Hashing fields to compare data safely - Cloud

Talend Cloud Pipeline Designer Processors Guide

Version
Cloud
Language
English
Product
Talend Cloud
Module
Talend Pipeline Designer
Content
Design and Development > Designing Pipelines
Last publication date
2024-02-26

A pipeline with an S3 source, a Data masking processor, a Field selector processor, and an S3 destination.

Before you begin

  • You have previously created a connection to the system storing your source data.

    Here, an Amazon S3 connection.

  • You have previously added the dataset holding your source data.

    Download the file: string-crops.csv. It contains a dataset with data about harvested crops in Mali with crop types, value of production, harvested areas, etc.

  • You also have created the connection and the related dataset that will hold the processed data.

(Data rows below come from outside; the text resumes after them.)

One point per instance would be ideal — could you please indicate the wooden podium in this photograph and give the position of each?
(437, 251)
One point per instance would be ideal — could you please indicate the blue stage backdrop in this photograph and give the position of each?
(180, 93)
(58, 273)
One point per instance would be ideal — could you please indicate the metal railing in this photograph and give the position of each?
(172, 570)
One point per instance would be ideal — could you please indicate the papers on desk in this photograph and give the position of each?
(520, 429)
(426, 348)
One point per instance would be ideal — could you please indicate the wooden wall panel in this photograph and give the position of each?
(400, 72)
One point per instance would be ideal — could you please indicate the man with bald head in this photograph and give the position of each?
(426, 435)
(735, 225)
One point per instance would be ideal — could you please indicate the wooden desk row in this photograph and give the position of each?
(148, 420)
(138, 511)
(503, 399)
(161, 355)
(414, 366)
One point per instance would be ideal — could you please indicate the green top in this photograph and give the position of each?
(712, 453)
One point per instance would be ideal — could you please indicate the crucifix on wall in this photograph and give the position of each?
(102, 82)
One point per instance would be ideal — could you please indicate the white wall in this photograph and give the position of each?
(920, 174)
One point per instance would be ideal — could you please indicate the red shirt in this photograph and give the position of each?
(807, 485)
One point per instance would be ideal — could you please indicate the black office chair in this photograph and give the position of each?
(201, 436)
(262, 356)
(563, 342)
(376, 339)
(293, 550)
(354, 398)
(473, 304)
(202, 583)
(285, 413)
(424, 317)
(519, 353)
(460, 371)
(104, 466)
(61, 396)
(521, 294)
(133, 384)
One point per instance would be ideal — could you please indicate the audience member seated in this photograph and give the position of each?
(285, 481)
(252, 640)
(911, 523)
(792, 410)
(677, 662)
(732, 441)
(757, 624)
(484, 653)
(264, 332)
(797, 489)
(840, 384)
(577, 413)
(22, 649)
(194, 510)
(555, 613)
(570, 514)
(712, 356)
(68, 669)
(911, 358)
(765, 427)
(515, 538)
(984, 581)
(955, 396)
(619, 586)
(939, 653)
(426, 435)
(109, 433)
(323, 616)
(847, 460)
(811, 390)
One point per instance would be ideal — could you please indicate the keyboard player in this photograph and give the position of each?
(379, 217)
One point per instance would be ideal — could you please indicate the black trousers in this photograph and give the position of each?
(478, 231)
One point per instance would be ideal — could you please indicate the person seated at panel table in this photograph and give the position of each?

    Here, a dataset stored in the same S3 bucket.

Procedure

  1. Click Add pipeline on the Pipelines page. Your new pipeline opens.
  2. Give the pipeline a meaningful name.

    Example

    Hash fields to compare data safely
  3. Click ADD SOURCE to open the panel allowing you to select your source data, here data about harvested crops in Mali in the year 2005.

    Example

  4. Select your dataset and click Select in order to add it to the pipeline.
    Rename it if needed.
  5. Click Plus and add a Data hashing processor to the pipeline. The configuration panel opens.
  6. Give a meaningful name to the processor.

    Example

    hash fields
  7. In the Configuration area:
    1. Select Hash data in the Function name list.
    2. Click the Open dialog icon next to the Fields to process list to select all fields, as you want to hash all values at once.
      The Data hashing dialog showing the fields to process.
  8. Click Save to save your configuration.

    Look at the preview of the processor to compare your data before and after the operation.

    All fields are now hashed and secured, and you can see that the crop and id fields have the same output value which means the original value is the same in both fields.

    Preview of the Data hashing processor after hashing the crop and ID records.
  9. Click Plus and add a Field selector processor to the pipeline. The configuration panel opens.
  10. Give a meaningful name to the processor.

    Example

    merge identical hashed values
  11. In the Selectors area:
    1. Select .crop in the Input list and enter crop_id in the Output list , as you know both the .crop and .id fields are identical and you want to merge the two fields.
    2. Click the + sign to add a new element and select .crop_parent in the Input list and enter crop_type in the Output list, as you want to keep this field and rename it.
    3. Click the + sign to add a new element and select .harvested_area in the Input list and enter harvested_area in the Output list, as you want to keep this field in the output.
    4. Click the + sign to add a new element and select .value_of_production in the Input list and enter production_value in the Output list, as you want to keep this field and rename it.
  12. Click Save to save your configuration.

    Look at the preview of the processor to compare your data before and after the operation.

    Preview of the Field selector processor after renaming and reorganizing the crop records.
  13. Click ADD DESTINATION and select the dataset that will hold your processed data.
    Rename it if needed.
  14. On the top toolbar of Talend Cloud Pipeline Designer, click the Run button to open the panel allowing you to select your run profile.
  15. Select your run profile in the list (for more information, see Run profiles), then click Run to run your pipeline.

Results

Your pipeline is being executed, the data is hashed, identical fields have been merged and reorganized according to the conditions you have stated and the output is sent to the target system you have indicated.